Raymond takes a look at how Microsoft's revenue streams have changed since the launch of its cloud services in 2010. In 2010, Windows was still the cash cow that brought Microsoft money. In 2020, Azure brings in the most money for Microsoft. The Windows monopoly has become a sideshow. In addition, the sales of conventional desktop PCs have been declining for years – and this is the only market that Windows dominates.

Consequently, the return on investment of the expenditure for Windows development is decreasing. As PC volume sales continue to decline, Windows will lose its status as a profit center. At the end of the day, Windows development becomes a burden on Microsoft's business. If you look at this matter soberly, and Microsoft's boss, Mr. Satya Nadella, does, it means that the further Windows development simply mutates into a money burning machine.

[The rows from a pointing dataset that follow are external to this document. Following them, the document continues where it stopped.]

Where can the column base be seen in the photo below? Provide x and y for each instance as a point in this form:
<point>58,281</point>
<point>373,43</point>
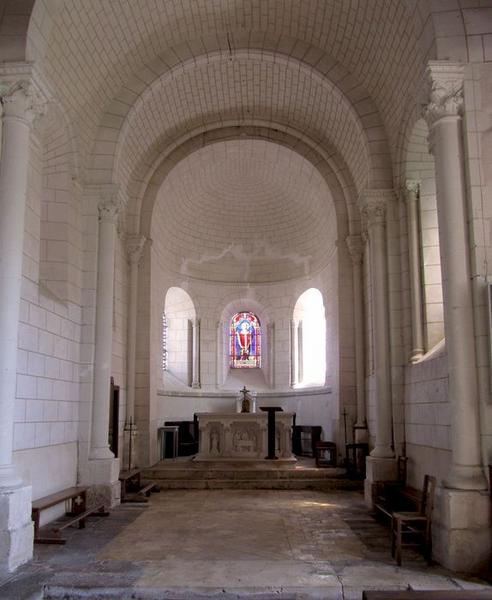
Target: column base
<point>361,433</point>
<point>378,469</point>
<point>130,455</point>
<point>383,452</point>
<point>465,478</point>
<point>461,530</point>
<point>102,476</point>
<point>16,528</point>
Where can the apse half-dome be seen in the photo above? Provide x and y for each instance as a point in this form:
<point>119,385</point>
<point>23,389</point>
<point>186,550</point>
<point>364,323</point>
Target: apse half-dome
<point>244,211</point>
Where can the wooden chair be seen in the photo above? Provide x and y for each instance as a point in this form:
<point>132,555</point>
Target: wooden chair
<point>415,526</point>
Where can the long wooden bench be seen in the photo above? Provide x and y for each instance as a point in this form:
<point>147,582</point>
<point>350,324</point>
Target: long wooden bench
<point>483,594</point>
<point>78,512</point>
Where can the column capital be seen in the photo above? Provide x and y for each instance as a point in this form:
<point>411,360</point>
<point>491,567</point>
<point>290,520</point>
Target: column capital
<point>355,247</point>
<point>21,95</point>
<point>135,244</point>
<point>411,189</point>
<point>373,205</point>
<point>107,201</point>
<point>444,90</point>
<point>108,211</point>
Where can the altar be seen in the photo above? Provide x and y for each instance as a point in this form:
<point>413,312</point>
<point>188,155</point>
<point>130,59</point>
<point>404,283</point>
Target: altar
<point>243,436</point>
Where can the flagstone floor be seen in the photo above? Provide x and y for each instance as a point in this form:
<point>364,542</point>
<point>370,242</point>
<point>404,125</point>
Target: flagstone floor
<point>228,544</point>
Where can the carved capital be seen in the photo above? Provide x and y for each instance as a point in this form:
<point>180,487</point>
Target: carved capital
<point>108,211</point>
<point>445,91</point>
<point>355,248</point>
<point>22,99</point>
<point>134,246</point>
<point>411,190</point>
<point>373,205</point>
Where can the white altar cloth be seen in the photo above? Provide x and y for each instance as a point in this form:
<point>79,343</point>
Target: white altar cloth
<point>240,436</point>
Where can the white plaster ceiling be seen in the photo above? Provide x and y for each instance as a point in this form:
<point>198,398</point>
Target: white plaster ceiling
<point>244,210</point>
<point>91,50</point>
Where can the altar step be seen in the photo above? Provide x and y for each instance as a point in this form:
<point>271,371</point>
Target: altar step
<point>173,476</point>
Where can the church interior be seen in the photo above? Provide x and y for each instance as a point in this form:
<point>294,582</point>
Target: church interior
<point>238,228</point>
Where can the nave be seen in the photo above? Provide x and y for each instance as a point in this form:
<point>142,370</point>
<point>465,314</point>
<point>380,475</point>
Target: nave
<point>252,544</point>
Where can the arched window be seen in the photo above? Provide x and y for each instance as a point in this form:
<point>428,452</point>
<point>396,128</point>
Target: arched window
<point>245,341</point>
<point>309,340</point>
<point>164,342</point>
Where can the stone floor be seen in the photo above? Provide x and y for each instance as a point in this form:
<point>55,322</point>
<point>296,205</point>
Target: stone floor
<point>228,544</point>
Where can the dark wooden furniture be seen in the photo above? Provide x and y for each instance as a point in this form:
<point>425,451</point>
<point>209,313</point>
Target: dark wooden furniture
<point>187,436</point>
<point>355,456</point>
<point>428,595</point>
<point>271,410</point>
<point>326,454</point>
<point>114,418</point>
<point>77,496</point>
<point>132,487</point>
<point>393,495</point>
<point>413,528</point>
<point>304,439</point>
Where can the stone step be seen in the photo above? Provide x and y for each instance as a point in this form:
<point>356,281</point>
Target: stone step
<point>260,484</point>
<point>162,473</point>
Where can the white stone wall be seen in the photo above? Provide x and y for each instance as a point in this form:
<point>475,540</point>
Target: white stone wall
<point>427,418</point>
<point>47,403</point>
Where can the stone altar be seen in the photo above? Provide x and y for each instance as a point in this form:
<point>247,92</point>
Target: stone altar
<point>243,436</point>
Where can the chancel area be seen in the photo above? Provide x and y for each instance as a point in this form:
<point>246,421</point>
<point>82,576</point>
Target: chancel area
<point>239,232</point>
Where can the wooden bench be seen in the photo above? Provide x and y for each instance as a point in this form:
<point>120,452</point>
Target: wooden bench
<point>132,488</point>
<point>78,511</point>
<point>428,595</point>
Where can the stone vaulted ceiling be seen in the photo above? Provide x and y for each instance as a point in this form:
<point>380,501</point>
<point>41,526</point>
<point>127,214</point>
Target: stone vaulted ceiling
<point>99,54</point>
<point>225,214</point>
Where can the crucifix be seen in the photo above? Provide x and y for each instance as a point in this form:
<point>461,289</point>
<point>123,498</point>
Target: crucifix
<point>246,402</point>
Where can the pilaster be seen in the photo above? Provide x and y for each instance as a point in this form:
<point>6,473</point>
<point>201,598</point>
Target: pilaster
<point>22,100</point>
<point>102,469</point>
<point>411,193</point>
<point>134,246</point>
<point>355,248</point>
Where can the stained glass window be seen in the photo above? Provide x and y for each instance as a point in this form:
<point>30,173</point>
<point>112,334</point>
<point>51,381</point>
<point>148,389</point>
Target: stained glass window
<point>245,341</point>
<point>164,342</point>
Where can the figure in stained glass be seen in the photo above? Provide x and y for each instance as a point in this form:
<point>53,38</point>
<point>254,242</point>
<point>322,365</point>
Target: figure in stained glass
<point>245,340</point>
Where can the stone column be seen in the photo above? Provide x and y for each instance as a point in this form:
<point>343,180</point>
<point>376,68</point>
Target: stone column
<point>293,353</point>
<point>20,100</point>
<point>271,353</point>
<point>103,466</point>
<point>135,245</point>
<point>374,212</point>
<point>220,353</point>
<point>464,517</point>
<point>411,192</point>
<point>300,353</point>
<point>354,245</point>
<point>195,380</point>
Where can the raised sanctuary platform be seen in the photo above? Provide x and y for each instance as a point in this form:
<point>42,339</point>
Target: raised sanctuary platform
<point>243,437</point>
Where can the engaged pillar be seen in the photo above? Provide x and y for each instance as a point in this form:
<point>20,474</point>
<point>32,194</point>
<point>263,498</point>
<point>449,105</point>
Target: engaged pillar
<point>381,464</point>
<point>412,200</point>
<point>103,467</point>
<point>463,540</point>
<point>195,381</point>
<point>21,100</point>
<point>374,204</point>
<point>135,246</point>
<point>354,245</point>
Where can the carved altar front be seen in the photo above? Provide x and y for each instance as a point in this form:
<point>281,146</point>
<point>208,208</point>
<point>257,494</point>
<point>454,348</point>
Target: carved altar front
<point>243,436</point>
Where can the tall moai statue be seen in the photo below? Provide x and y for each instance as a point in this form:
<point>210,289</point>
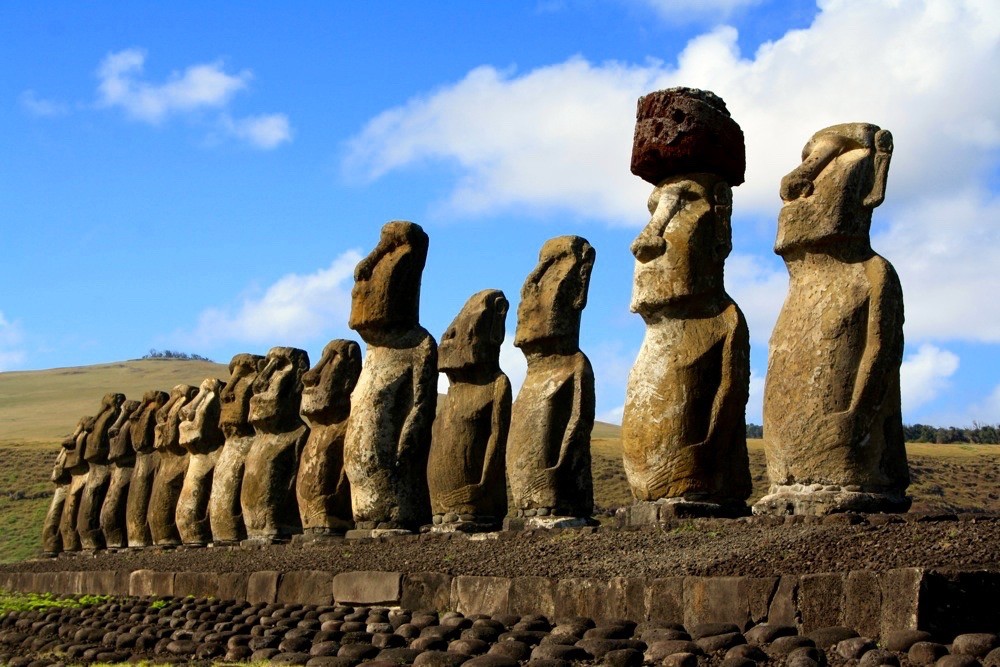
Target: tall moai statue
<point>466,471</point>
<point>98,473</point>
<point>548,449</point>
<point>833,431</point>
<point>121,458</point>
<point>142,433</point>
<point>224,509</point>
<point>268,491</point>
<point>322,488</point>
<point>684,424</point>
<point>170,469</point>
<point>51,537</point>
<point>202,436</point>
<point>76,466</point>
<point>392,408</point>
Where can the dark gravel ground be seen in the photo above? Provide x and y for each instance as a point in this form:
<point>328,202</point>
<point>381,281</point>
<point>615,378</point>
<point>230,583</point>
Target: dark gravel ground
<point>205,631</point>
<point>756,546</point>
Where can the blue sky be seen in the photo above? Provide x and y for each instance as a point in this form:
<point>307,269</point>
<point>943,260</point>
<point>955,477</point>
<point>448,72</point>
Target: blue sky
<point>203,177</point>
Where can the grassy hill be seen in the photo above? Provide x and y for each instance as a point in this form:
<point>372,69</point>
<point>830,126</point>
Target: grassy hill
<point>38,408</point>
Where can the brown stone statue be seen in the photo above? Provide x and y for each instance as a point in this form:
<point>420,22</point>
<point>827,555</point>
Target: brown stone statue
<point>121,457</point>
<point>142,433</point>
<point>548,449</point>
<point>832,422</point>
<point>51,537</point>
<point>392,407</point>
<point>684,424</point>
<point>466,471</point>
<point>76,465</point>
<point>268,492</point>
<point>170,470</point>
<point>224,510</point>
<point>98,473</point>
<point>322,488</point>
<point>202,436</point>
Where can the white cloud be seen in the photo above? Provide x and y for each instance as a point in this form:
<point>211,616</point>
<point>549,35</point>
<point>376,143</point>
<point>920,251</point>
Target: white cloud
<point>266,131</point>
<point>924,376</point>
<point>292,311</point>
<point>559,137</point>
<point>37,106</point>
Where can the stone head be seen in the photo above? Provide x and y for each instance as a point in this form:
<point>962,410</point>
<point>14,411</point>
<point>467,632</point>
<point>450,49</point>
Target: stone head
<point>680,255</point>
<point>277,391</point>
<point>555,294</point>
<point>199,427</point>
<point>327,386</point>
<point>235,414</point>
<point>168,417</point>
<point>830,196</point>
<point>474,337</point>
<point>386,294</point>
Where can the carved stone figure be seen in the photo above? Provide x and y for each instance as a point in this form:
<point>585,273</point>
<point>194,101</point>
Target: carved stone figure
<point>142,433</point>
<point>121,458</point>
<point>466,471</point>
<point>392,407</point>
<point>170,469</point>
<point>76,466</point>
<point>548,449</point>
<point>51,537</point>
<point>322,488</point>
<point>98,473</point>
<point>832,422</point>
<point>202,436</point>
<point>268,492</point>
<point>224,510</point>
<point>684,425</point>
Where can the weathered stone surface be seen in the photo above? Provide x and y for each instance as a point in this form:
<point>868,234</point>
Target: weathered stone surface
<point>322,488</point>
<point>548,448</point>
<point>832,419</point>
<point>686,131</point>
<point>170,469</point>
<point>142,432</point>
<point>392,406</point>
<point>268,492</point>
<point>121,457</point>
<point>202,436</point>
<point>466,471</point>
<point>98,474</point>
<point>684,426</point>
<point>224,508</point>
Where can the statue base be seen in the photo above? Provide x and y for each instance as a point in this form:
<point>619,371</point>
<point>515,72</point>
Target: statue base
<point>664,510</point>
<point>820,500</point>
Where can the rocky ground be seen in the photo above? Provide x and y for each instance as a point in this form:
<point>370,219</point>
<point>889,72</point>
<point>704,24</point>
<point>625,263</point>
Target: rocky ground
<point>755,546</point>
<point>206,631</point>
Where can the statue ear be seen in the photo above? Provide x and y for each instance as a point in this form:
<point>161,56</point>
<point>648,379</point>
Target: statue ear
<point>883,153</point>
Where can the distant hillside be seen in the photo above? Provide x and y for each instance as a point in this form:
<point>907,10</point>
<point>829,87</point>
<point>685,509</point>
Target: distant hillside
<point>40,407</point>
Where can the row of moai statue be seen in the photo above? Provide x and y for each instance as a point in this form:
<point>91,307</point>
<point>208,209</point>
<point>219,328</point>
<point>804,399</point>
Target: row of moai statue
<point>349,445</point>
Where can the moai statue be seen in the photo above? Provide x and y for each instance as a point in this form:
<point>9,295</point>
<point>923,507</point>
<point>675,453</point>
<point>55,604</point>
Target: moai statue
<point>142,433</point>
<point>392,407</point>
<point>98,473</point>
<point>121,457</point>
<point>466,470</point>
<point>51,537</point>
<point>224,510</point>
<point>268,492</point>
<point>833,430</point>
<point>76,466</point>
<point>684,424</point>
<point>322,488</point>
<point>548,449</point>
<point>170,469</point>
<point>202,436</point>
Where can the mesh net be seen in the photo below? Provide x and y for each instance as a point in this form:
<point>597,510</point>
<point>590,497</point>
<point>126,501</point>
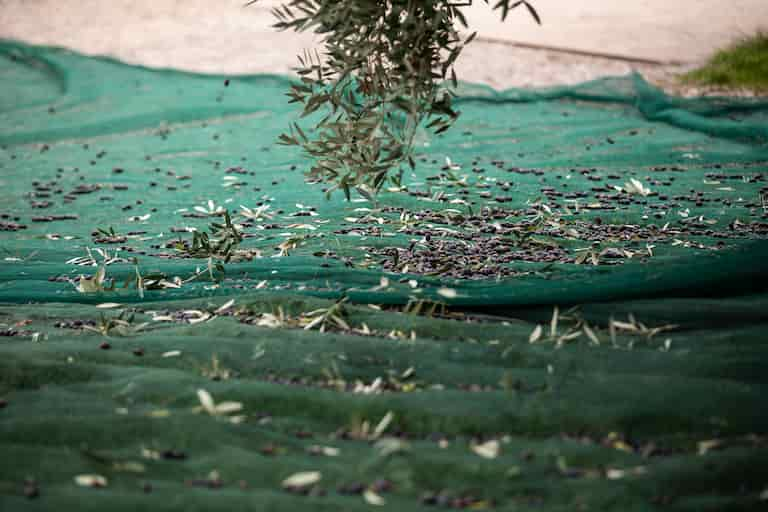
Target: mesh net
<point>645,211</point>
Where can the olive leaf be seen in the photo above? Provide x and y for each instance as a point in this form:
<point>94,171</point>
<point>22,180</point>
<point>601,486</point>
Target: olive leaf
<point>385,75</point>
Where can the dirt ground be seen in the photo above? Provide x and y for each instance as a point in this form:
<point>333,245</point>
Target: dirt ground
<point>226,37</point>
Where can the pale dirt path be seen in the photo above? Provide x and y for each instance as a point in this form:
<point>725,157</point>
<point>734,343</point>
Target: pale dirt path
<point>221,36</point>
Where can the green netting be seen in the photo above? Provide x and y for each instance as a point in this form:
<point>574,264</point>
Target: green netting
<point>535,208</point>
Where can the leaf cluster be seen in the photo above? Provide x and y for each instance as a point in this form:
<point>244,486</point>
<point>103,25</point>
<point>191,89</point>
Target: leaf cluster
<point>387,67</point>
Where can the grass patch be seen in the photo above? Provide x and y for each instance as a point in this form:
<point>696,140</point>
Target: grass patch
<point>744,64</point>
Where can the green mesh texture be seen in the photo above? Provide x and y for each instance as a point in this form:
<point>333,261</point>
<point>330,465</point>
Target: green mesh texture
<point>92,143</point>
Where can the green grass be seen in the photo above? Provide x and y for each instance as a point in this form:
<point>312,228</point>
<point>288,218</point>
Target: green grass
<point>742,65</point>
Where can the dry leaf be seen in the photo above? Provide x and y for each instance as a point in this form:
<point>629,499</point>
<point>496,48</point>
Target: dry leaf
<point>206,400</point>
<point>302,479</point>
<point>383,424</point>
<point>448,293</point>
<point>373,499</point>
<point>536,334</point>
<point>488,450</point>
<point>91,481</point>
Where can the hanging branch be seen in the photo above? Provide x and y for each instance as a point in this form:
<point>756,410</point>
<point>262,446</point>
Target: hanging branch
<point>387,67</point>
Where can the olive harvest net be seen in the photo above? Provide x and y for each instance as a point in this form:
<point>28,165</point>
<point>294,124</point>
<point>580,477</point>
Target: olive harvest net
<point>562,307</point>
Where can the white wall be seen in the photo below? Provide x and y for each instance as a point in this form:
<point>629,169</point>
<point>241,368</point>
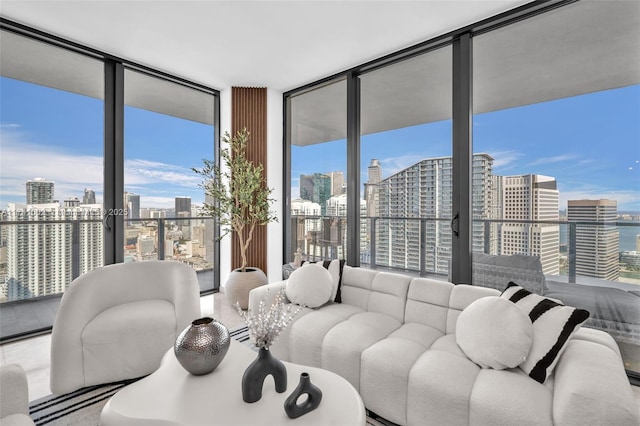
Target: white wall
<point>274,180</point>
<point>225,126</point>
<point>275,164</point>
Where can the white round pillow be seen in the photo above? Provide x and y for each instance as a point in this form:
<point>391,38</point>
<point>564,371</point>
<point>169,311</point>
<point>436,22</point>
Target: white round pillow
<point>494,334</point>
<point>310,286</point>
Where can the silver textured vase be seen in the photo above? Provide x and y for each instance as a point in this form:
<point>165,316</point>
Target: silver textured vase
<point>202,346</point>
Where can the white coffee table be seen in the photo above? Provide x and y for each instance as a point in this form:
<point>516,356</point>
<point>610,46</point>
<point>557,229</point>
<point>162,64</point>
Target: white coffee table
<point>171,396</point>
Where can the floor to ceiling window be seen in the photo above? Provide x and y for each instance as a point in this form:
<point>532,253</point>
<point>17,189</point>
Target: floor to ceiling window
<point>51,133</point>
<point>406,164</point>
<point>168,129</point>
<point>61,111</point>
<point>318,173</point>
<point>553,101</point>
<point>556,103</point>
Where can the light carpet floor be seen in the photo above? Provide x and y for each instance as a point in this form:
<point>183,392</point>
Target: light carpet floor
<point>83,407</point>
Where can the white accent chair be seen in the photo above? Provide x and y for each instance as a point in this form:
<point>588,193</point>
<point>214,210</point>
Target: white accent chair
<point>14,396</point>
<point>116,322</point>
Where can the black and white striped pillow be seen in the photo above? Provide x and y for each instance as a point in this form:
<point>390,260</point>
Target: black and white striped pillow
<point>335,268</point>
<point>553,326</point>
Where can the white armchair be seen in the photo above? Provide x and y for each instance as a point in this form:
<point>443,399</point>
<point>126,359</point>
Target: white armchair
<point>14,396</point>
<point>116,322</point>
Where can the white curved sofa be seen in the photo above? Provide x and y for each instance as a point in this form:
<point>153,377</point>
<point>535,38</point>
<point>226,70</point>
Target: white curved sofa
<point>116,322</point>
<point>14,396</point>
<point>393,337</point>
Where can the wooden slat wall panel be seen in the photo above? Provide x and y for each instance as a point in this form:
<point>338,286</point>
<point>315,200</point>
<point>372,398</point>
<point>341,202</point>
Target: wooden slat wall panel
<point>249,109</point>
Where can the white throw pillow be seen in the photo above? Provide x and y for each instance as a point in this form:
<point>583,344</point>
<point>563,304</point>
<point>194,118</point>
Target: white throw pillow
<point>493,334</point>
<point>310,286</point>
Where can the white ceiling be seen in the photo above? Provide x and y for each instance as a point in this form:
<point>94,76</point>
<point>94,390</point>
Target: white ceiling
<point>275,44</point>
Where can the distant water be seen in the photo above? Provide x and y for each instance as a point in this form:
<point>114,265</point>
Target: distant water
<point>627,236</point>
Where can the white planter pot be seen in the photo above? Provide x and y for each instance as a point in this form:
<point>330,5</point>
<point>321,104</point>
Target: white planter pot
<point>239,284</point>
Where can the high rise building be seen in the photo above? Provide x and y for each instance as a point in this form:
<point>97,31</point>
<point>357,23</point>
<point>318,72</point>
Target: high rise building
<point>530,198</point>
<point>71,202</point>
<point>305,230</point>
<point>597,242</point>
<point>89,196</point>
<point>183,209</point>
<point>41,257</point>
<point>39,191</point>
<point>337,183</point>
<point>183,204</point>
<point>316,188</point>
<point>371,191</point>
<point>132,204</point>
<point>423,190</point>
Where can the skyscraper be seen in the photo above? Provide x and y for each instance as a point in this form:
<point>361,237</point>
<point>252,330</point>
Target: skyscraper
<point>39,191</point>
<point>597,242</point>
<point>316,188</point>
<point>132,204</point>
<point>371,192</point>
<point>41,256</point>
<point>89,196</point>
<point>423,190</point>
<point>531,198</point>
<point>337,183</point>
<point>183,209</point>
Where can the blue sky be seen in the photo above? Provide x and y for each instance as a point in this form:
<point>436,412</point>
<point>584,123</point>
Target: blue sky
<point>58,136</point>
<point>589,143</point>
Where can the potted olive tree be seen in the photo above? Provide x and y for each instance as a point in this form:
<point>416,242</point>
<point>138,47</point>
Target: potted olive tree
<point>241,202</point>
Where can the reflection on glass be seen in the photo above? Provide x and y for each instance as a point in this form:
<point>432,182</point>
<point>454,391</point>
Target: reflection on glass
<point>51,134</point>
<point>561,131</point>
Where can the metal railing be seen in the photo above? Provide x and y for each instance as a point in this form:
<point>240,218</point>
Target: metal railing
<point>429,238</point>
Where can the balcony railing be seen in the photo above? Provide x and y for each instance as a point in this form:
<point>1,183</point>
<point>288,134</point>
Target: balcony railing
<point>423,245</point>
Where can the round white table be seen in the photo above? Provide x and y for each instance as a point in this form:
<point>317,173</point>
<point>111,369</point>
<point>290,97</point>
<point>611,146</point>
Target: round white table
<point>172,396</point>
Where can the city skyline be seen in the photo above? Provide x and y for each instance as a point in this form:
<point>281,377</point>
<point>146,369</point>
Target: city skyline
<point>589,143</point>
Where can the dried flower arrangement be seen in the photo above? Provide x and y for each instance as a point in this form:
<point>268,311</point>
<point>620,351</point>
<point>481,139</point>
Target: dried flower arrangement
<point>266,324</point>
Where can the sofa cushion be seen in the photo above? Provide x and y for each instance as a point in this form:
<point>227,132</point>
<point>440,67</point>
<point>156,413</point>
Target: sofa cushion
<point>356,286</point>
<point>107,337</point>
<point>494,333</point>
<point>553,325</point>
<point>510,397</point>
<point>462,295</point>
<point>310,286</point>
<point>335,268</point>
<point>428,303</point>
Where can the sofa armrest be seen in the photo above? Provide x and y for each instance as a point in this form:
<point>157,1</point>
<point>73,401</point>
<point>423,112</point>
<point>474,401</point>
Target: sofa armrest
<point>14,390</point>
<point>267,293</point>
<point>590,384</point>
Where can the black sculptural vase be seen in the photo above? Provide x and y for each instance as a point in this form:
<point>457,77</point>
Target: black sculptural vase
<point>258,370</point>
<point>314,396</point>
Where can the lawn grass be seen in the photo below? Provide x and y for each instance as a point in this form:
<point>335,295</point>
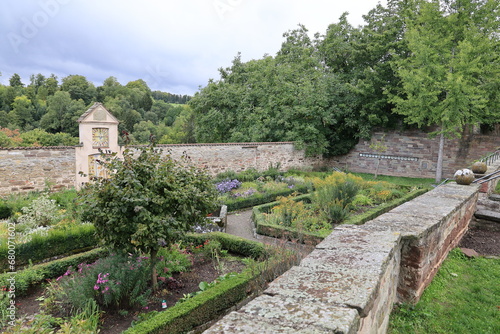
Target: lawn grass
<point>464,297</point>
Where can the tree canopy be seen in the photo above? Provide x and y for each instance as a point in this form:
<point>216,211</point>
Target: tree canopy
<point>148,201</point>
<point>414,63</point>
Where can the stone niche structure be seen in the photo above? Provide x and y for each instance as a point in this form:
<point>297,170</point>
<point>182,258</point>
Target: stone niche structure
<point>98,130</point>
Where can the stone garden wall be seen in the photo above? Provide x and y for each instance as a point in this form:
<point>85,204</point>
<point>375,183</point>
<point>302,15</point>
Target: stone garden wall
<point>350,282</point>
<point>28,169</point>
<point>410,154</point>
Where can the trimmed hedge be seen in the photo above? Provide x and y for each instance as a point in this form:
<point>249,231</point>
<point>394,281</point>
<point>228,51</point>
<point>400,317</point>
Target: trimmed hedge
<point>214,302</point>
<point>33,275</point>
<point>58,242</point>
<point>234,204</point>
<point>312,238</point>
<point>233,244</point>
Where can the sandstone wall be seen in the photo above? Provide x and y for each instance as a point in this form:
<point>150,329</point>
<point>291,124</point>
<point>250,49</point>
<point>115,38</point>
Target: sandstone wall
<point>414,154</point>
<point>29,169</point>
<point>350,282</point>
<point>217,158</point>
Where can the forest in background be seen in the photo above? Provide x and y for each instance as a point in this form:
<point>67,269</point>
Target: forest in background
<point>414,63</point>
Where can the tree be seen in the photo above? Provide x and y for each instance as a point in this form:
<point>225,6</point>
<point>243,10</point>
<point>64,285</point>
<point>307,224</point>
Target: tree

A thing that Microsoft should rather not do if they do not want to piss off the shareholders. Instead, analysts will recommend to invest more capital in Azure. But there they hear that nowadays more Linux instances run on Azure hosts than Windows guests.


Proton as a Layer

Raymond is a fan of Proton. Proton is the emulation layer, which makes it possible to run Windows games distributed on Steam under Linux. This is not supposed to be perfect yet, but Raymond uses it to play World of Warships on Linux machines. Since games are the most challenging possible stress test for a Windows emulation layer, much more so than business software, development may already have reached the point where a proton-like technology is sufficient to run Windows business software on Linux. That will apply according to Raymond's opinion in any case soon.

Moving forward

What could a Microsoft corporate strategist look like who is focused on maximizing profits? In view of the factors described above, a fascinating prospect remains: Microsoft Windows will become a proton-like emulation layer running on a Linux kernel. This emulation layer should become thinner over time as more support is integrated into the Linux kernel. This would allow Microsoft to shed an increasing portion of its development costs and transfer that to the Linux community. There will be less to do internally.

If this is dismissed as fantasy, the Microsoft Edge port for Linux should be mentioned. Raymond thinks that this only makes sense at all if you consider it a test run to free the rest of the Windows utility suite from the dependence on any emulation layer. The scenario Raymond designs: The final state is reached when the new Windows consists mainly of a Linux kernel over which an Old-Windows emulation is put. But Edge and the rest of the Windows utilities for users do not use this emulation, but run natively on Linux. The emulation layer is there for games and other legacy software from third parties. These approaches can already be seen in some tools.

The economic pressure on Microsoft might lead to the fact that the emulation layer will have to be discarded at some point. Because this produces costs in development and maintenance. And one wants to reduce the complexity costs for operating Azure. Every increment of the Windows/Linux convergence helps in this and reduces the administrative effort. At some point, Microsoft could then announce the imminent end of the Windows emulation life cycle. Everything would run directly on Linux. Future dreams, but that would be the victory of Linux on the desktop. Let's see if I can still experience that.